Saya sudah tinggal di Kota Singaraja ini kurang lebih selama 1,5 tahun. Beberapa tempat di kota ini, seperti pasar, warung makan, toko, swalayan, sempat saya kunjungi. Dan antara tempat yang satu dengan tempat yang lain, saya menemukan karakteristik tukang parkir yang berbeda-beda. Saya ceritakan dua diantara mereka sebagai perbandingan yang secara umum cukup mewakili.
Tukang parkir yang pertama, adalah di Toko Kue X, yang kebetulan saya beberapa kali kesana. Toko kue itu hanyalah sebuah tempat yang kecil. Tidak ada halaman, sehingga saya memarkir motor di tepi jalan ketika kesana. Ada seorang tukang parkir yang biasa disana, yaitu seorang Bapak yang sudah lumayan sepuh. Ketika saya ke toko kue tersebut, saya memarkir motor begitu saja di depan toko, kemudian masuk ke dalam untuk memilih-milih kue yang akan saya beli. Begitu selesai, saya pun hendak pulang. Dan ketika melihat motor saya, ternyata posisinya berubah. Motor itu menghadap ke jalan, siap dinaiki, dan saya tidak perlu susah-susah memutarnya.

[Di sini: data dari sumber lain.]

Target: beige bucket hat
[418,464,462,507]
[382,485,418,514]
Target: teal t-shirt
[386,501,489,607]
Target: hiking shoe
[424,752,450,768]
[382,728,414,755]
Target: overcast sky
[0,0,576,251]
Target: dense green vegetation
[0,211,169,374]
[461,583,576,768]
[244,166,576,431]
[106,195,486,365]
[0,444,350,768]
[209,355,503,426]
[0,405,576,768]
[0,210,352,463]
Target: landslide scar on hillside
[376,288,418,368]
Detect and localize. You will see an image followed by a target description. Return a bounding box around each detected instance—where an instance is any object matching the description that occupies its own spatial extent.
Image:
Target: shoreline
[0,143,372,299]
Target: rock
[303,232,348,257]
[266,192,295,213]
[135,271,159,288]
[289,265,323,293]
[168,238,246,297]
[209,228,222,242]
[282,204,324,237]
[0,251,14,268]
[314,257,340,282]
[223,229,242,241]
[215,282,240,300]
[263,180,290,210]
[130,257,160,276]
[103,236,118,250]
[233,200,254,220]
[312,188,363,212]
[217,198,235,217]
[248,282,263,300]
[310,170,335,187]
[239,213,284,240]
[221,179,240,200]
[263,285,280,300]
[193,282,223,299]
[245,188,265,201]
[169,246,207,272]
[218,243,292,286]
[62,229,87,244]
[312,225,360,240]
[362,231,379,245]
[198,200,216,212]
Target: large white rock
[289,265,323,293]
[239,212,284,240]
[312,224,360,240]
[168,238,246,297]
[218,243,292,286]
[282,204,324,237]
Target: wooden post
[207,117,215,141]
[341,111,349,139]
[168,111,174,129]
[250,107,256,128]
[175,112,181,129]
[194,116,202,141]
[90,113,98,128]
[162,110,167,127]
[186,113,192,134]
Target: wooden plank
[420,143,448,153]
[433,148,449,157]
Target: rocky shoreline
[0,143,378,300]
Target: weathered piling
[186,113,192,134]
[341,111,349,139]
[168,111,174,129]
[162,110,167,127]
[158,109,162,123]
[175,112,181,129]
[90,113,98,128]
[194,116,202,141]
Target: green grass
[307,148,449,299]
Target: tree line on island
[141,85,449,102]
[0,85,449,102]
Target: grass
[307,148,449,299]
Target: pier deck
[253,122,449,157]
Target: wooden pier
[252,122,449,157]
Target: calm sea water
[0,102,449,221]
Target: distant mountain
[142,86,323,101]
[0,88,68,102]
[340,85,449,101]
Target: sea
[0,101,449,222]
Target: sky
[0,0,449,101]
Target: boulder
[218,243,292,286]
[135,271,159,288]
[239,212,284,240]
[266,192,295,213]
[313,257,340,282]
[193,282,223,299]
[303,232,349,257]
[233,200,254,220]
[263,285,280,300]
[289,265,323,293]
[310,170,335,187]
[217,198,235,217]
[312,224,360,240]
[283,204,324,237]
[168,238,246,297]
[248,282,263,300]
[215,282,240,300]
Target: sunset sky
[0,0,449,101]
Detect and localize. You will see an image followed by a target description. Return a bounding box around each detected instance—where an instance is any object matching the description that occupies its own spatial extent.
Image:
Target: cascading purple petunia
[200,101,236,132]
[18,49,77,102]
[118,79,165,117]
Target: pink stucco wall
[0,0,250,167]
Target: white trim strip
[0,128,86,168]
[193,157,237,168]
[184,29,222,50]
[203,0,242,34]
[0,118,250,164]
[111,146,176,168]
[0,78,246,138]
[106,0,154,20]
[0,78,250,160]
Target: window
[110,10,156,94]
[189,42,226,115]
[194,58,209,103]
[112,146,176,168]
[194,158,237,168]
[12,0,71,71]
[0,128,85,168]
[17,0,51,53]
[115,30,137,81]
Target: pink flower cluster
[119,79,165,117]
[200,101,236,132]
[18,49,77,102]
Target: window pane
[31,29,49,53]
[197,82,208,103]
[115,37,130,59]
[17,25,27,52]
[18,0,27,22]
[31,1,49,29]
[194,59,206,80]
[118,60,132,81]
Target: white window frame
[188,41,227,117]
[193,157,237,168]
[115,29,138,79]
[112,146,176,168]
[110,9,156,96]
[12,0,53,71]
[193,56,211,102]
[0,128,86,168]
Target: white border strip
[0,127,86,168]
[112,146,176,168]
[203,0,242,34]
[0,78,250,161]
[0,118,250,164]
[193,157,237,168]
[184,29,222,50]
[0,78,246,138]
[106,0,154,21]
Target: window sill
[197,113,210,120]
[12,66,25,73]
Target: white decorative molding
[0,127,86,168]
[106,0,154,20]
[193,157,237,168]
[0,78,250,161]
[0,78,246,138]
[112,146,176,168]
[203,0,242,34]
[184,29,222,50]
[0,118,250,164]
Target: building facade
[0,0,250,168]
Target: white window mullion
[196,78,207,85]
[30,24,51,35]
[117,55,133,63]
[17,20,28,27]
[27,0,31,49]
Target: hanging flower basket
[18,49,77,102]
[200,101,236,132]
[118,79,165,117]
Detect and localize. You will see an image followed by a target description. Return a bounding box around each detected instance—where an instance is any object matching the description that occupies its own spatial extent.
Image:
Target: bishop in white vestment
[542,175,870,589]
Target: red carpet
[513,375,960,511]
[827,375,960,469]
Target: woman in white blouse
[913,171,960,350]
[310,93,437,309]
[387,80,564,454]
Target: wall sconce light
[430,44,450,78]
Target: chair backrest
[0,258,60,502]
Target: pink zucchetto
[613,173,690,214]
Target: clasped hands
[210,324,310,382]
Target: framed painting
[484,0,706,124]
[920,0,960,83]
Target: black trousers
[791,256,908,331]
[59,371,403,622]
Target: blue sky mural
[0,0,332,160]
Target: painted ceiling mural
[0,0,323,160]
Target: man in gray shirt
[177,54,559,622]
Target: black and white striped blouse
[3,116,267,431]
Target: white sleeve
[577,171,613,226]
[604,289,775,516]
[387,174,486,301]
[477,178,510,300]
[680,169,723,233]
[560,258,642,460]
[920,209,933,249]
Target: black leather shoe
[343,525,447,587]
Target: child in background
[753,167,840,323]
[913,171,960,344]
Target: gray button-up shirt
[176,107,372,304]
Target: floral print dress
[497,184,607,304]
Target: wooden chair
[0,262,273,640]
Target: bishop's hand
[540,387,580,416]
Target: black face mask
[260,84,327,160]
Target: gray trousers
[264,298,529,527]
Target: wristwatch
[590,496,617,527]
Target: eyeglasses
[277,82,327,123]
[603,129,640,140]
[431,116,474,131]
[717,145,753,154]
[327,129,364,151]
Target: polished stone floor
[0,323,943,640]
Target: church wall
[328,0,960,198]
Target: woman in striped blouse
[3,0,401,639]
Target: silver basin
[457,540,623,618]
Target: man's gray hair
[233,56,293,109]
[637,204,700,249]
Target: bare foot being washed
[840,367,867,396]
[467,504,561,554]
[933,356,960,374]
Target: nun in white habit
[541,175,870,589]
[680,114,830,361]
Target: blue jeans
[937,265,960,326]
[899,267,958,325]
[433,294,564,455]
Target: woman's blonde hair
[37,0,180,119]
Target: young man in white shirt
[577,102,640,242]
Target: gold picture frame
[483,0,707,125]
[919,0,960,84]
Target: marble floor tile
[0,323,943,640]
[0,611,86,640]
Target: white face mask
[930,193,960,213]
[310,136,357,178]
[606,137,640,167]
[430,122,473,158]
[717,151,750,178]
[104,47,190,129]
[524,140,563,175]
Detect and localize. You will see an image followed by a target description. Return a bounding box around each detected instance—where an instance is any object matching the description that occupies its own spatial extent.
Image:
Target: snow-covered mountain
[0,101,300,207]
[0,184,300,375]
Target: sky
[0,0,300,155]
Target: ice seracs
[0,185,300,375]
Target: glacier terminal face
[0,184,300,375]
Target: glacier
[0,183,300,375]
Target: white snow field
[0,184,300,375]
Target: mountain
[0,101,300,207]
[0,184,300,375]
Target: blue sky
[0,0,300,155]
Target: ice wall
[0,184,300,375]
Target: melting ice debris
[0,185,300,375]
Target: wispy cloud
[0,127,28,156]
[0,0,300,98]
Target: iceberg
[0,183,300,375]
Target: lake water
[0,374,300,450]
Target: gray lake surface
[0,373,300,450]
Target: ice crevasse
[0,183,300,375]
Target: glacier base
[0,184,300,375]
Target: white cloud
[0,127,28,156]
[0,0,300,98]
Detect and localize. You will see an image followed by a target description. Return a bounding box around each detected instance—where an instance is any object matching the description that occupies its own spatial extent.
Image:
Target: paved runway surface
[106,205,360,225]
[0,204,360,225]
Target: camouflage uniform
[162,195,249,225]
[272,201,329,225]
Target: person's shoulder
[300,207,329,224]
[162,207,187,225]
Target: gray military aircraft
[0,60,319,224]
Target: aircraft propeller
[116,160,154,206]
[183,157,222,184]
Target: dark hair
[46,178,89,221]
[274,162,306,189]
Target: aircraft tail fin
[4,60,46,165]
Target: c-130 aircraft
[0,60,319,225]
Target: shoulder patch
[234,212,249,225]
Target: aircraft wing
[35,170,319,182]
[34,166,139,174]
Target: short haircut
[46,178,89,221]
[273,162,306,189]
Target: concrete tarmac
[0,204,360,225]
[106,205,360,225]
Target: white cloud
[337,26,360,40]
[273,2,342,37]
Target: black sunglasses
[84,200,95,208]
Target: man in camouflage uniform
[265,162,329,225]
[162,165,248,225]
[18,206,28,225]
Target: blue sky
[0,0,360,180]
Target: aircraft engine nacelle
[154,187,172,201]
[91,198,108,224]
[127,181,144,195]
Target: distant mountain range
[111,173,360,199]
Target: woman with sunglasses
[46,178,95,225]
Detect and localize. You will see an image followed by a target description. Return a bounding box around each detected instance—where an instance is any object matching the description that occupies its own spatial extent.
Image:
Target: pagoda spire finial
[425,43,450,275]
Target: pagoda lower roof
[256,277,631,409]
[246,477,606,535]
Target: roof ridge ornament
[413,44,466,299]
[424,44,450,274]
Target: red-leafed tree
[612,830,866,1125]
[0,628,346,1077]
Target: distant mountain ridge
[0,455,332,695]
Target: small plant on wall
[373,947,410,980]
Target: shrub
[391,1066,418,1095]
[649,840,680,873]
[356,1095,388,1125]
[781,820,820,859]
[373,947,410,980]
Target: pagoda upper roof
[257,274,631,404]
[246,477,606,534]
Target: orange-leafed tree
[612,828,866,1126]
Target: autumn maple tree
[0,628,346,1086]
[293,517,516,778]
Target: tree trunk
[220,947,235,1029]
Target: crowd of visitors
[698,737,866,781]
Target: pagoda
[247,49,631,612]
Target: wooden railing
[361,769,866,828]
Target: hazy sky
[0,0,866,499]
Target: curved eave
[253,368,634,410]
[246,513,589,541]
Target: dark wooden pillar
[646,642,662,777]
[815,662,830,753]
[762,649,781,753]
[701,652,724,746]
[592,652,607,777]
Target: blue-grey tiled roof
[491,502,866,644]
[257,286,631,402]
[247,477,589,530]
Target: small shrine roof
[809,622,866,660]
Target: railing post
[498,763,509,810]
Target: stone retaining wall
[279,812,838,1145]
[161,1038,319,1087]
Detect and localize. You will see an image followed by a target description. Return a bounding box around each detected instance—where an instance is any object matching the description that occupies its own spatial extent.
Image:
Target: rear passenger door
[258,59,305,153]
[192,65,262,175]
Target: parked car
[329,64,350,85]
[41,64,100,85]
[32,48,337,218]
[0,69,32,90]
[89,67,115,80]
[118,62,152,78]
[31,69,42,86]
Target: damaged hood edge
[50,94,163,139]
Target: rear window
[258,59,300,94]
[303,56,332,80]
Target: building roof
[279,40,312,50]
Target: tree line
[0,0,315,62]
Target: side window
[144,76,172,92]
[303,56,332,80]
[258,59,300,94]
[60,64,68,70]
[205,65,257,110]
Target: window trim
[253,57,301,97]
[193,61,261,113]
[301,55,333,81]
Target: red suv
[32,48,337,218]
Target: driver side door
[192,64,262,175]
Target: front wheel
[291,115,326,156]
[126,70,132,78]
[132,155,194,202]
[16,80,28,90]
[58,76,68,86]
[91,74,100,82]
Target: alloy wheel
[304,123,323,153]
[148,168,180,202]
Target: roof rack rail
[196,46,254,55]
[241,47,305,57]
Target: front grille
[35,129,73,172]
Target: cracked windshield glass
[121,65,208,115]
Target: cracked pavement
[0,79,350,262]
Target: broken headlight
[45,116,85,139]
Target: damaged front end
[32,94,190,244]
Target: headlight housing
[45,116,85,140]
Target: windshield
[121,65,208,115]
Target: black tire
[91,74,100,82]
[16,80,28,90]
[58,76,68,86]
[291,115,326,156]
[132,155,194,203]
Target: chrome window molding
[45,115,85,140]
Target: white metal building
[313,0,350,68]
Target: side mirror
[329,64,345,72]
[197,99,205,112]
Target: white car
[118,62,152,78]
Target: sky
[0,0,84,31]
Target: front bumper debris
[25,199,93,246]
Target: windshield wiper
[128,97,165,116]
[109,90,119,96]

Setiap kali saya ke toko kue itu, selalu exellent service seperti ini yang saya terima. Diam-diam, dalam hati saya menyimpan kekaguman. Bapak Tua ini mungkin hanya tukang parkir, tapi ia melakukan tugasnya dengan sungguh-sungguh. PROFESIONAL! Itulah kata yang tepat untuk menggambarkannya. Suatu hari, kebetulan pernah saya tidak punya uang kecil untuk membayar parkir. Tapi hebatnya, Bapak tukang parkir itu tetap tersenyum tulus dan melayani saya dengan pelayanan primanya. Bapak ini tidak hanya profesional, tapi juga baik hati!
Tukang parkir kedua, adalah tukang parkir yang berada di Pasar Y, tempat saya biasa belanja sayur-sayuran. Untuk tukang parkir yang kedua ini, saya memberi nilai yang sebaliknya. Tukang parkir di tempat ini hanya tau menarik uang saja, atau bahasa lugasnya adalah MAKAN GAJI BUTA. Ketika saya memarkir motor, dia tak peduli. Hanya duduk-duduk santai di tepi pasar. Ada suatu kejadian yang agak membuat saya jengkel. Suatu hari, sore sepulang kerja, saya dan teman kos langsung belanja ke pasar. Kebetulan waktu itu habis hujan, jalanan becek. Termasuk tempat dimana saya memarkir motor juga becek (ya iyalah, kan dari tanah). Sayapun kemudian keliling pasar untuk mencari bahan-bahan masakan yang saya butuhkan. Ketika selesai, sayapun kembali ke tempat parkir untuk memarkir motor. Dan sialnya…. di tanah becek itu motor saya posisinya terjepit di beberapa motor lain.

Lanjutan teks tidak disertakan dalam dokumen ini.